Currency analyst

When the UK will actually leave the EU?

Brexit! Brexit! This portmanteau word must have annoyed you to death, and you probably want to know when this British exit will actually happen. It’s a high time Prime Minister Theresa May and her Cabinet sat down and drafted the plan for Brexit to work. It is almost ten weeks since UK voters opted to leave the European Union, but the ice still didn’t break up.

So why haven't the UK left yet?

In a nutshell, because Article 50 of the Lisbon Treaty has never been invoked. Until British government formally does that, the UK is doomed to remain its membership in the Union. Article 50 of the 2007 Treaty of Lisbon explains how a member state can withdraw from the EU. According to this article, to leave the Union a country should notify the EU authority of its intention, then, it should negotiate a deal on withdrawal and work out a future relationship with the EU members.

How Brexit process will unfold?

The EU will probably only allow the UK to be the part of the European single market (which means that there won’t be any tariff in trade relationships between the UK and EU members). The main challenge for the Brexit talks will be an immigration issue.

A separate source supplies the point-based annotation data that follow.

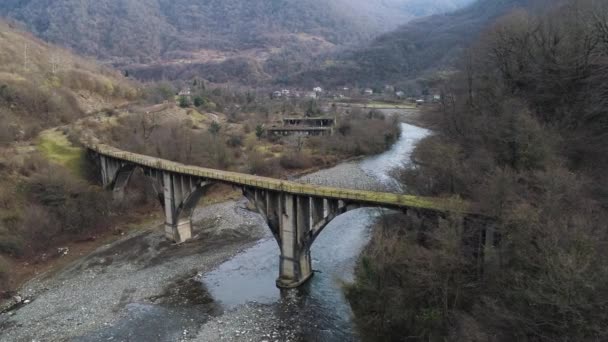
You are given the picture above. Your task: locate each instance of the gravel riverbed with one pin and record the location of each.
(141, 279)
(143, 288)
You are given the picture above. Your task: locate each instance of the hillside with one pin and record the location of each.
(42, 85)
(428, 43)
(157, 39)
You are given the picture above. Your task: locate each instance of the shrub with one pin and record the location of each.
(235, 141)
(296, 161)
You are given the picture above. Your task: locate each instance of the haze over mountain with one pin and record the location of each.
(155, 34)
(421, 45)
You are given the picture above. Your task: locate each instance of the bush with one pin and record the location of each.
(235, 141)
(296, 161)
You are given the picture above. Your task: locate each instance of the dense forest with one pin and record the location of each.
(41, 202)
(420, 47)
(521, 132)
(223, 41)
(144, 30)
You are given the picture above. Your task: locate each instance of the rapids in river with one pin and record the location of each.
(319, 307)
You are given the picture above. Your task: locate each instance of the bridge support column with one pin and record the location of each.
(180, 196)
(296, 265)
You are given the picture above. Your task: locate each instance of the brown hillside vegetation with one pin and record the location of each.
(521, 131)
(423, 45)
(43, 86)
(43, 201)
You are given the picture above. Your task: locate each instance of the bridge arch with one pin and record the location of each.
(296, 213)
(296, 222)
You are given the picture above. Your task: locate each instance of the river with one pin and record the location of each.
(220, 286)
(245, 285)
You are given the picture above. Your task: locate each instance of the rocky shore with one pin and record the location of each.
(135, 287)
(143, 288)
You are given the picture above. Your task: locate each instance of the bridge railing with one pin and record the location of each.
(370, 197)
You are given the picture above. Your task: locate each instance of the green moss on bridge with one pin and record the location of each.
(357, 196)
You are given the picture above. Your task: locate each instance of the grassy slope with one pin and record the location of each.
(56, 147)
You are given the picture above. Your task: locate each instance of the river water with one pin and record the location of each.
(318, 311)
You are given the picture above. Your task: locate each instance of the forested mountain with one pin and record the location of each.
(428, 43)
(521, 132)
(176, 34)
(42, 85)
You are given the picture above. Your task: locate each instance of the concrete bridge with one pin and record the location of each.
(296, 213)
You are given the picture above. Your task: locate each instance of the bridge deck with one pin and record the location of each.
(369, 197)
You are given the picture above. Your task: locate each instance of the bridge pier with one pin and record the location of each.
(180, 195)
(295, 221)
(295, 265)
(296, 213)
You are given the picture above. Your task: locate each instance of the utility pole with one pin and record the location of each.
(25, 57)
(53, 63)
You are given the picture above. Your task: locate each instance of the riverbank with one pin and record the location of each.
(218, 286)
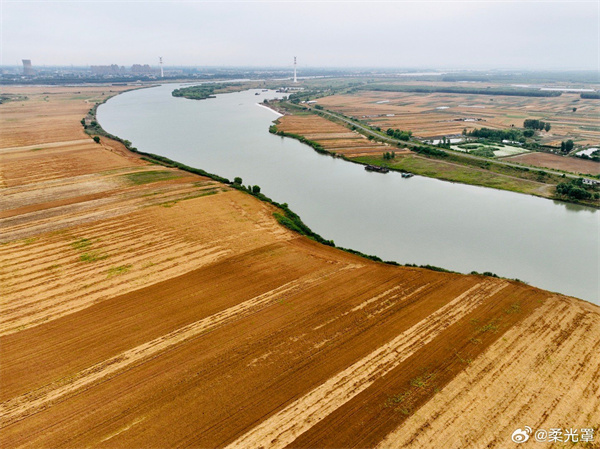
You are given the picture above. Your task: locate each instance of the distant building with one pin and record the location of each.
(28, 68)
(112, 69)
(590, 182)
(145, 69)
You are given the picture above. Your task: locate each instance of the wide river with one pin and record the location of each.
(419, 220)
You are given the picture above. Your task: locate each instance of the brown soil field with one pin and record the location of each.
(418, 112)
(143, 306)
(571, 164)
(333, 137)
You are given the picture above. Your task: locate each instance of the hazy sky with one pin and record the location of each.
(440, 34)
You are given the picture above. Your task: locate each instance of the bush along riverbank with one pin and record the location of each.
(284, 216)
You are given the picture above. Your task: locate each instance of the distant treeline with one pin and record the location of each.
(590, 95)
(200, 92)
(464, 90)
(536, 124)
(497, 134)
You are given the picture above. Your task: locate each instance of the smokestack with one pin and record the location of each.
(27, 67)
(295, 79)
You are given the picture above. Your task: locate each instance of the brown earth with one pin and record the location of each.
(147, 307)
(571, 164)
(419, 113)
(333, 137)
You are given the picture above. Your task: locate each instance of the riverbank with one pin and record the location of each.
(419, 159)
(151, 296)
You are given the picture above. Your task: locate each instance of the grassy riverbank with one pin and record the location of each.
(152, 296)
(417, 158)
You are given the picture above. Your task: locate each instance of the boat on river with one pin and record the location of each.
(377, 169)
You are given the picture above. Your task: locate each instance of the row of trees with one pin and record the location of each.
(497, 134)
(536, 124)
(575, 190)
(566, 147)
(397, 134)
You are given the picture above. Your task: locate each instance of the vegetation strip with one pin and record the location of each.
(289, 219)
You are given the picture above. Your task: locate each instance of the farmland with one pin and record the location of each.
(144, 306)
(570, 164)
(438, 114)
(331, 136)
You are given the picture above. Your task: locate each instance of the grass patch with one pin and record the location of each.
(454, 172)
(492, 327)
(146, 177)
(81, 244)
(92, 256)
(53, 267)
(514, 308)
(121, 269)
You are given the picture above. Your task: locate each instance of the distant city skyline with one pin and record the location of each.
(443, 34)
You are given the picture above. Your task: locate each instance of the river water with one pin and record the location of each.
(419, 220)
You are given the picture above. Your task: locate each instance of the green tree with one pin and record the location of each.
(568, 146)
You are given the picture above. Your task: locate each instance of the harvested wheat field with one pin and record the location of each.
(442, 114)
(571, 164)
(143, 306)
(333, 137)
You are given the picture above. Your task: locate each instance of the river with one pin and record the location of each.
(548, 244)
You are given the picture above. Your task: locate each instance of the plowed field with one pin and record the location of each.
(146, 307)
(442, 114)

When will Article 50 will be invoked?

The new Prime Minister of the UK Theresa May says that she would be ready to trigger Article 50 of the Lisbon Treaty as soon as she and her Cabinet plan a sensible and orderly departure. To be precise, it will happen “maybe in January, maybe in February” 2017. Once Article 50 has been invoked, the UK will have two years to negotiate its withdrawal.

Meanwhile, the UK economy managed to withstand the initial shock of the Brexit referendum, although with sacrifices (the value of pound depreciated; the UK lost its top AAA credit rating which means that the cost of lending will grow substantially). We can’t predict what will be the long-term effects of leaving the EU, though. Time will show.